Namun, upaya pemerintah dalam menyediakan moda integrasi belum maksimal dimanfaatkan oleh warga Jabodetabek. Terbukti separuh lebih responden memilih menggunakan ojek daring setelah keluar dari halte Transjakarta atau stasiun komuter. Bahkan, sekitar 12 persen memilih naik sepeda motor ataupun mobil pribadi sebagai angkutan pengumpan.
Hasil survei jajak pendapat ini sejalan dengan Survei yang dilakukan oleh ITDP pada 2018. Hasil studi ITDP ”Profil dan Performa Angkutan Umum di Jakarta” menemukan adanya penurunan penumpang angkutan umum hingga 30 persen. Selain itu pada survei lain ITDP dihasilkan, 58 persen pengguna ojek daring, sebelumnya adalah pengguna angkutan umum. Dua temuan ini menunjukkan, penumpang angkutan umum cenderung memilih ojek daring sebagai ganti angkutan umum.
Salah satu alasan warga belum memanfaatkan moda integrasi, berharap hanya ada satu kali pergantian moda, dicetuskan oleh sekitar sepertiga responden. Jika perpindahan moda sudah lebih dari dua kali, akan membuat enggan warga untuk menggunakan moda integrasi. Ojek daring pasti akan dipakai untuk mengantar menuju tempat aktivitas selepas keluar dari halte Transjakarta ataupun stasiun kereta komuter.
Sistem integrasi seluruh moda umum di Jabodetabek menjadi salah satu kunci untuk menarik masyarakat menggunakan angkutan umum. Integrasi moda tak sekadar menciptakan konektivitas rute antardua atau lebih angkutan umum. Namun, juga harus dipikirkan jangan sampai rute konektivitas tersebut lebih dari tiga moda karena hal tersebut akan semakin membuat masyarakat enggan untuk menggunakan angkutan umum.

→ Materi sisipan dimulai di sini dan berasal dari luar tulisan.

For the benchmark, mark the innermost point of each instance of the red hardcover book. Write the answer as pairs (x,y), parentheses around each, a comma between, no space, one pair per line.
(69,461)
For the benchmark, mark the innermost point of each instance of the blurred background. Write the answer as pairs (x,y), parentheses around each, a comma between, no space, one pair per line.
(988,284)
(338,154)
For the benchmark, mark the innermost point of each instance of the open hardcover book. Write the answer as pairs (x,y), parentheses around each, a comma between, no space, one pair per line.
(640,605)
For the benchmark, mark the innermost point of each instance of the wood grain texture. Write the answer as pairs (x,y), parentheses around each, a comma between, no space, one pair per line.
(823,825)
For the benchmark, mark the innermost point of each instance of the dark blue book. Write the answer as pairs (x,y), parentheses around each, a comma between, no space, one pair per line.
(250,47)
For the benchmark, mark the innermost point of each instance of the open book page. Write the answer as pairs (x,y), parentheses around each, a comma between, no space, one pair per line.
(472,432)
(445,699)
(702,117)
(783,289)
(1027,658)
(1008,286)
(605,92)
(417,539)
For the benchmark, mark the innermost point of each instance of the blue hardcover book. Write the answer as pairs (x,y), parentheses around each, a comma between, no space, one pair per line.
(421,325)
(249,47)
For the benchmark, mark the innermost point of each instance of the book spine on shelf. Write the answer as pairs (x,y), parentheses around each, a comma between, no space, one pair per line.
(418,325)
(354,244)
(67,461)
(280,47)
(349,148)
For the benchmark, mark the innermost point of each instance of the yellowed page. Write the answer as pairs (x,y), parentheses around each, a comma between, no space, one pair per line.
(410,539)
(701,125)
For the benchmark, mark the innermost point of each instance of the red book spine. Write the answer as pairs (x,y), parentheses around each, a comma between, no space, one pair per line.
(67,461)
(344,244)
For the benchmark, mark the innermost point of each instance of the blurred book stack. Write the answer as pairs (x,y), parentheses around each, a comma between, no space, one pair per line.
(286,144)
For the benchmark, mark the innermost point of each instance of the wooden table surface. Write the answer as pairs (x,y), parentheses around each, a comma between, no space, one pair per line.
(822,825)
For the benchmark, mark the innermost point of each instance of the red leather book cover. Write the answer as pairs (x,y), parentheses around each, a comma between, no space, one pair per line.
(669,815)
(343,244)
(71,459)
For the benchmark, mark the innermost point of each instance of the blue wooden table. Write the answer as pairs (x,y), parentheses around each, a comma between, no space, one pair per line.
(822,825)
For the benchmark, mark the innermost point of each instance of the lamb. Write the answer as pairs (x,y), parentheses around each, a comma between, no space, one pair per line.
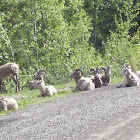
(82,83)
(46,90)
(130,78)
(8,104)
(106,77)
(97,77)
(9,70)
(38,76)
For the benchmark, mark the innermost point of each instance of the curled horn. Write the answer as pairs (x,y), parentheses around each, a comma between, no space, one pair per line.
(92,70)
(43,70)
(79,70)
(103,68)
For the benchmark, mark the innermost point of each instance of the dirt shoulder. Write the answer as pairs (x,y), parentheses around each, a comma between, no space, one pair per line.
(104,113)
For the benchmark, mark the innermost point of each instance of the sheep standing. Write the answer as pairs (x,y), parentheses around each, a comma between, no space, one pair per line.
(82,83)
(97,77)
(8,104)
(9,70)
(130,78)
(33,84)
(46,90)
(106,77)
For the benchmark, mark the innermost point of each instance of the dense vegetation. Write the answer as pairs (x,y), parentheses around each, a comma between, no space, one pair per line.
(61,35)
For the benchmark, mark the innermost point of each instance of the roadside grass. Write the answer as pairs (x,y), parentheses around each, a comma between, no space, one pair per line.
(27,97)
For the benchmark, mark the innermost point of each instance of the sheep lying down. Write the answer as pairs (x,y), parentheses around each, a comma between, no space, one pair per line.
(46,90)
(8,104)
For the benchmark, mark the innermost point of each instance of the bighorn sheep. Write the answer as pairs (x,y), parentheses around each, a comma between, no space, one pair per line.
(82,83)
(45,90)
(106,77)
(8,104)
(97,77)
(37,76)
(9,70)
(130,78)
(33,84)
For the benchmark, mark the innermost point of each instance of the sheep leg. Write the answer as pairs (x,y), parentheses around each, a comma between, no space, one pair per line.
(18,82)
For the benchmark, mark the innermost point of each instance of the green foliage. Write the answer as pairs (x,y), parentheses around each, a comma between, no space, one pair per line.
(122,47)
(56,35)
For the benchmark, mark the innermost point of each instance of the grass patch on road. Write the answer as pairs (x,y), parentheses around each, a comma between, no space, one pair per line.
(26,97)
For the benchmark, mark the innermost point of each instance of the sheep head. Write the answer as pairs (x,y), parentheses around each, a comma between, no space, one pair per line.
(126,70)
(38,74)
(96,72)
(77,74)
(107,71)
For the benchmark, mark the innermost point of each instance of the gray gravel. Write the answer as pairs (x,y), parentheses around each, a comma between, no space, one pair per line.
(107,113)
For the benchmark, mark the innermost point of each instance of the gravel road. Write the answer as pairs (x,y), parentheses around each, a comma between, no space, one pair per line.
(107,113)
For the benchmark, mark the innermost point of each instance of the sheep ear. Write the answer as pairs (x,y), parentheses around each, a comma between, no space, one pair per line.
(103,68)
(43,70)
(77,70)
(109,67)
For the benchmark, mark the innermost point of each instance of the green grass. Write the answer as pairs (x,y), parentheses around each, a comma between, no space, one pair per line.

Mengajak warga Jabodetabek untuk beralih menggunakan transportasi publik bukanlah hal yang mudah. Selain menyediakan angkutan umum yang memadai serta sistem integrasi moda yang baik, juga diperlukan faktor pendorong lainnya seperti kebijakan ganjil-genap ataupun jalan berbayar (ERP) agar semakin besar alasan warga beralih menggunakan angkutan umum.